Back in 2014, the US Government issued a search warrant to Microsoft asking the company to hand over details about customers that are held on servers outside of the US, specifically a customer with emails stored in Ireland. Today, a new report published in the National Law Journal is showing that to perhaps further challenge the government’s argument in the battle, Microsoft is citing a recent opinion of the Supreme Court that finds that U.S. laws can not apply to global conduct without Congressional approval.
In their report, The National Law Journal cites a letter to the US Court of Appeals written by a Microsoft lawyer. In the letter, Microsoft notes that the government is using a statute to seize emails stored on a foreign computer. As The National Law Journal notes, Microsoft finds that the “presumption against extraterritorial application applies,” and, “Congress, as required, has not made its intent clear that the statute applies abroad.”

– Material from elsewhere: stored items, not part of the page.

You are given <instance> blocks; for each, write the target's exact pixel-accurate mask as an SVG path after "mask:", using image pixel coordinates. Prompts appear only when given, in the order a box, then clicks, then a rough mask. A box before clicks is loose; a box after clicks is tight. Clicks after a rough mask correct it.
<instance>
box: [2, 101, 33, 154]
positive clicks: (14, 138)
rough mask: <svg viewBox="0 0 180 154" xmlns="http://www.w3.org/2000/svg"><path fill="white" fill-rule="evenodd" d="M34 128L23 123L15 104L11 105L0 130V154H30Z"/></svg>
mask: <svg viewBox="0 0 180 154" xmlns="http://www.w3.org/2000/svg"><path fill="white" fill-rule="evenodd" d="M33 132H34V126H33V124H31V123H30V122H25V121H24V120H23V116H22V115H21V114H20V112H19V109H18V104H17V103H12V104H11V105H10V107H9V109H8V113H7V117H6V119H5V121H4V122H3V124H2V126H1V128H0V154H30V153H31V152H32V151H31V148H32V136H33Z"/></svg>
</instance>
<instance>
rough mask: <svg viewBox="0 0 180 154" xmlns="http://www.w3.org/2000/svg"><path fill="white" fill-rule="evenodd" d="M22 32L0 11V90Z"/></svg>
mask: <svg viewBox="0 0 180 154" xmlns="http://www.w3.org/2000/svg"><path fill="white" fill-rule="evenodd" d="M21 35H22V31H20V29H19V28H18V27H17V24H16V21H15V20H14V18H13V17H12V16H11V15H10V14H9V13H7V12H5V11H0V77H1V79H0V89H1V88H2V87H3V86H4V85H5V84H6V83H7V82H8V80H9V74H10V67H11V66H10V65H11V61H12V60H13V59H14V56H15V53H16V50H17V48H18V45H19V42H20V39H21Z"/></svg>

This “presumption against extraterritorial application,” dealt with in the recent Supreme Court ruling, basically says that unless a law specifically includes a cross-nation application, it must be presumed to be US only.
The Supreme court ruling that Microsoft also cites in its letter involved a ruling in the case of RJR Nabisco v. European Community. A decision in that case was similar to Microsoft’s battle with the US Government, where the justices found that racketeering law applies extraterritorially in some circumstances, but a private plaintiff must show an injury within the United States to recover damages.
Microsoft lost a court case in the Ireland email case late in 2014, but has appealed.